Determination of Specific Biomarkers of Angioneurotic Crisis (BIOBRAD)

Diagnosis of angioedema (AE) is difficult especially in emergency room. Two forms should be evoked: histaminic AE (allergic or not, which represent 95% of cases) and bradykinic AE (hereditary or acquired deficiency, with or without C1 Inhibitor) rarer but with more severe prognosis. The distinction is based on clinical features (spontaneous crisis duration, presence of concomitant hives, atopic history...).
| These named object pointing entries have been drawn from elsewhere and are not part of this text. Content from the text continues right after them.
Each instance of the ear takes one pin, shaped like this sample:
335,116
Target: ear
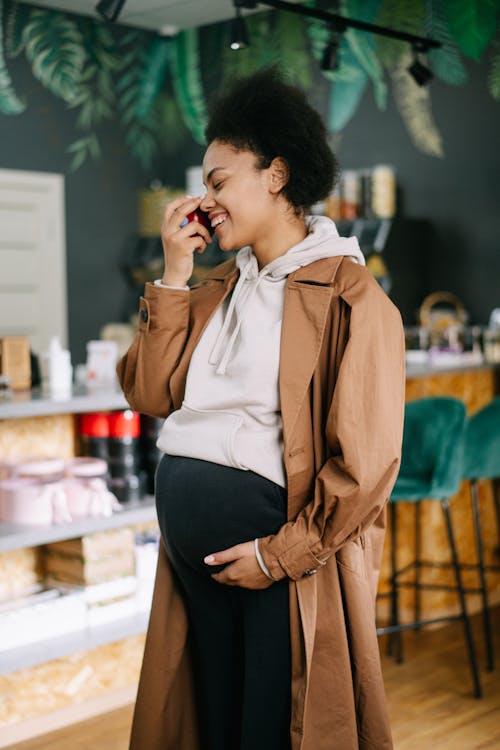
278,174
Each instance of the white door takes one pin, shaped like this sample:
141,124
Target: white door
33,299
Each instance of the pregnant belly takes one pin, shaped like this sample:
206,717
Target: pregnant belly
205,507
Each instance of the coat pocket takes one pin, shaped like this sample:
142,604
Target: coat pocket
351,556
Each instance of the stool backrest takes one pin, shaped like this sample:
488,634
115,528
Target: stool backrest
433,443
482,443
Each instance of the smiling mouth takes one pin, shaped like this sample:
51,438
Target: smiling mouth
218,220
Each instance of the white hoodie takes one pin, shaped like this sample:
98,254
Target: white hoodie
231,410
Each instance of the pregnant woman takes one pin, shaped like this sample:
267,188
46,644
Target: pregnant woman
281,381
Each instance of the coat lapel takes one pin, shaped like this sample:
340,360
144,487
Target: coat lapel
205,299
308,294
Sometimes it could be difficult to make the difference. Nowadays, there is no biological marker of the crisis. The search for biomarkers could improve the diagnostic and therapeutic management of AE. Previous work has identified targets: D-dimer, C4, and VE-cadherin. We wanted to know the sensitivity and specificity of these markers.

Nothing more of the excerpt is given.